Curing Baldness And Learning Mandarin In A Week: Things That Mugs Fall For
December 24, 2009
Dan Majestic writes: Have you, by any chance, stumbled on adverts in which companies offer people to post them their gold jewellery, and anything else made out of gold, and expect to receive a great price for them? When I first saw an ad like that, I thought it was a joke. You know, a bunch of practical jokers got together and paid for an ad to make people laugh. Festive season and all that.But then I heard that it was for real and that people were actually sending their gold items into nowhere.
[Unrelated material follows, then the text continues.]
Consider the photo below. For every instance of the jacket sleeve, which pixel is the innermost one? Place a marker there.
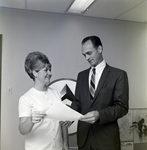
(120, 98)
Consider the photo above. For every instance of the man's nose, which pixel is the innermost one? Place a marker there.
(87, 57)
(49, 72)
I have no idea what they got for their valuables, and whether they got anything at all, but I personally think that this whole scheme was targeted at mugs. Pure and simple. I mean, how stupid can you be to fall for an offer like that? It’s just beyond me, honestly.
And speaking of mugs, how about those ads for curing baldness? You know, they include a photo of some bloke’s head, with practically no hair on it, and then they show you another top, this time covered with hair. And it’s supposed to be the same guy on both photos. And people pay a fortune for some shampoos and lotions and vitamins and wash their hair, or what’s left of it, and rub lotions into their bald scalps and take supplements. And it goes on forever, even though everyone knows that once you’ve lost your hair, there’s nothing you can do about it. Just look at Prince Charles and his elder son, William: they could have afforded to buy themselves the best lotions in the world, but, alas both are losing the war with baldness in a spectacular fashion.
But that is how it is with mugs: they just don’t get it, do they? Just like they don’t get it that you can’t be fat one day and then, several weeks later, shed all that weight. Once again, photo images of people are provided that show two different individuals: one really fat and the other quite trim. And it is supposedly the same person, and the magical weight loss happened in the space of a couple of months or so, and it had all to do with taking pills or drinking some strange shakes every morning.
Losing weight is a serious industry and, from what I hear, makes a lot of money every year, catering for people who think that they can continue to gobble tonnes of food, but pop a few pills along the way and lose a couple of stone in a week or two. Losing weight, of course, takes much longer and involves a lot of effort, but do mugs want to know? Nope, they don’t.
Just like they fall for these promotions of strange looking mechanisms that supposedly allow skinny individuals to develop a serious sixpack in days, and go on to win the Mr Universe competition. Again, the trick is in the images that are provided. Some bodybuilder would be smiling at you, implying that he used some weird looking contraption for a few minutes every day and, in no time, had developed a body of a Greek god. The fact that he probably spent all his life, pumping iron and taking anabolic steroids, somehow gets lost in this promotion.
And let’s not forget another mugs’ favourite: learning a foreign language in a couple of weeks, using a set of CDs. Mandarin anyone? No problem, just listen to the CDs and repeat, endlessly. In no time at all you’ll be ordering food in Chinese restaurants in their native tongue.
How bizarre is that? Who on earth thinks that they can learn a foreign language like that? How about just buying a phrase book and using it to communicate with the locals?
But the biggest things that mugs fall for – and we are talking here about millions of people – is the so-called designer wear swindle. First of all, let’s get this straight: designer wear is about individual items produced in tiny quantities, sometimes even as a singular item. That is what is called ‘designer wear’. When it is mass produced, mostly in China, it is called overpriced clothing for mugs, who are prepared to spend a fortune for an imprint of some designer label on an item of clothing that has been produced for about 100 million people. Designer wear it ain’t.
And there is more stuff for mugs. Creams that make wrinkles disappear, penis enlargement pills, cheap shitty cars that run better than fancy ones, gambling that makes you rich, deodorants that let you pull stunning broads, tooth paste that makes you teeth as white as if you just walked out of a dentist’s office. Not to mention medicines that work on your cold or even flu in minutes, so you can go about your business without a care in the world. And how about cheap holiday packages that are presented as a wonderful opportunity to live in luxury for a fraction of the real price. It usually turns out to be shitty hotels with a construction site beside them and a 30-minute trip by bus to the seaside. Because you can’t get a luxury holiday for cheap. It’s as simple as that.
Mugs fall for this sort of rubbish all the time. It is, as we are told, all part of the free market.